At the centre of torque processing sits the Torque Coordinator — a software instance that receives all incoming torque requests, ranks them by priority, and derives the final setpoint for injection, boost, and ignition timing. This coordinator typically runs in a 10 ms task (more on this in the ECU Scheduler article).
Torque request sources include: driver demand (pedal), idle speed controller, gearbox (TCU) during shifts, traction control (ASR), stability programme (ESP), A/C compressor intervention, cruise control, engine protection limiters (thermal, knock control), and external CAN requests (e.g. retarder or trailer control on trucks).

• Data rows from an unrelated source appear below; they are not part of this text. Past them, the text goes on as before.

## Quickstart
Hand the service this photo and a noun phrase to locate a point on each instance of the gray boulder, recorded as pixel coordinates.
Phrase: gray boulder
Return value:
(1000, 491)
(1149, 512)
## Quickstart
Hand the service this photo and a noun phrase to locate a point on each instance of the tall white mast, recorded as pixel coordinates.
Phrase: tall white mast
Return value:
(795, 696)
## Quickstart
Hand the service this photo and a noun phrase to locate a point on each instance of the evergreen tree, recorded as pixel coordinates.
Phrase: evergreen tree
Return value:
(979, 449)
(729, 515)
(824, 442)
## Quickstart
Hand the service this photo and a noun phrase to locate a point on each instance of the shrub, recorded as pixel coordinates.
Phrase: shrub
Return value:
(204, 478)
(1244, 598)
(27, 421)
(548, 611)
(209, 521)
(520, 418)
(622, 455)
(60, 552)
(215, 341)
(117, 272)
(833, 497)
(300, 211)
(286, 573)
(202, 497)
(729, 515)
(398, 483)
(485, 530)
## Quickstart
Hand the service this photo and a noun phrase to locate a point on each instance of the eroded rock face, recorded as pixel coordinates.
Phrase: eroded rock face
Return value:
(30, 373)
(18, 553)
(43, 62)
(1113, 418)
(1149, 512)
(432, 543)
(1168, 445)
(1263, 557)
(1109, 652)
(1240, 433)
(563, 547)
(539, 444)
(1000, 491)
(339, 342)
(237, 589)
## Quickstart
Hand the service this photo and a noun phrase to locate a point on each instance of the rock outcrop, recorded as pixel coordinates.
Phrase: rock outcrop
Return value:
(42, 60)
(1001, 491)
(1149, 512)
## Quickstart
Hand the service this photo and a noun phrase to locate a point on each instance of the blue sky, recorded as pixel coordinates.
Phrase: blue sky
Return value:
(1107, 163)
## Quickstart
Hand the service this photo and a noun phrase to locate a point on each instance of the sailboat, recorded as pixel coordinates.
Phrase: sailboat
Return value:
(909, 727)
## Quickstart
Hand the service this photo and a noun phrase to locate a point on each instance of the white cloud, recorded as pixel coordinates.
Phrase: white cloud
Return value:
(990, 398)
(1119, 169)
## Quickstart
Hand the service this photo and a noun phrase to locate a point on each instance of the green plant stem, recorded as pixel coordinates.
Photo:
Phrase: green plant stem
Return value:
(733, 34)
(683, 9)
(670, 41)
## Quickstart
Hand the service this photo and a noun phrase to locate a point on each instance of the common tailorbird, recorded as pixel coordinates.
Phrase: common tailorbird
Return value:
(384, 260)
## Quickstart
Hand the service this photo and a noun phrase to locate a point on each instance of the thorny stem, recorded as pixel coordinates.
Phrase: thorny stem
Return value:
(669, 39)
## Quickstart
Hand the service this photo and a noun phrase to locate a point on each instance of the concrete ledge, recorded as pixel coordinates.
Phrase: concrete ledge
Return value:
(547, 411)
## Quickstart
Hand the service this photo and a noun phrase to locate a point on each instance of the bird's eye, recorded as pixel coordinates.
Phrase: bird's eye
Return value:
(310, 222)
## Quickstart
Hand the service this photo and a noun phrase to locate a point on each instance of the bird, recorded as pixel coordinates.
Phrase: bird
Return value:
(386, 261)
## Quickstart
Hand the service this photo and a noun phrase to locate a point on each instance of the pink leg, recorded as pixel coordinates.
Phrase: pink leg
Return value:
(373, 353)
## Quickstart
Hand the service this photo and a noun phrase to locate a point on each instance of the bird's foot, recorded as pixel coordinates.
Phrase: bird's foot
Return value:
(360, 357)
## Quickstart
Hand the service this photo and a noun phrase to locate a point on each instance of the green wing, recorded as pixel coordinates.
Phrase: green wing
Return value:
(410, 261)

The coordinator distinguishes between two request types: minimum-select (limiting interventions — ESP, thermal, knock control remove torque) and maximum-select (demanding interventions — idle controller, cruise control request a minimum torque). Driver demand forms the base, minimum-select interventions cap from above, maximum-select interventions push from below.
The result of this selection is the Indicated Torque Setpoint — the torque value the ECU actually acts on. Only at this point does the value feed into the calculation of injection quantity, duration, and boost pressure.
Modern ECUs (especially Bosch EDC17, MD1) separate internal torque (generated by the engine, "indicated torque") from external torque (at the drivetrain output, "engine torque at crank"). The difference accounts for friction and auxiliary losses. Both values have their own limiter maps — a complete remap accounts for both.
Raising injection quantity maps without adjusting torque clearances will result in the ECU pulling the extra torque back via internal limiters. The Torque Coordinator is the gatekeeper — it must be opened first before the other maps can have their full effect.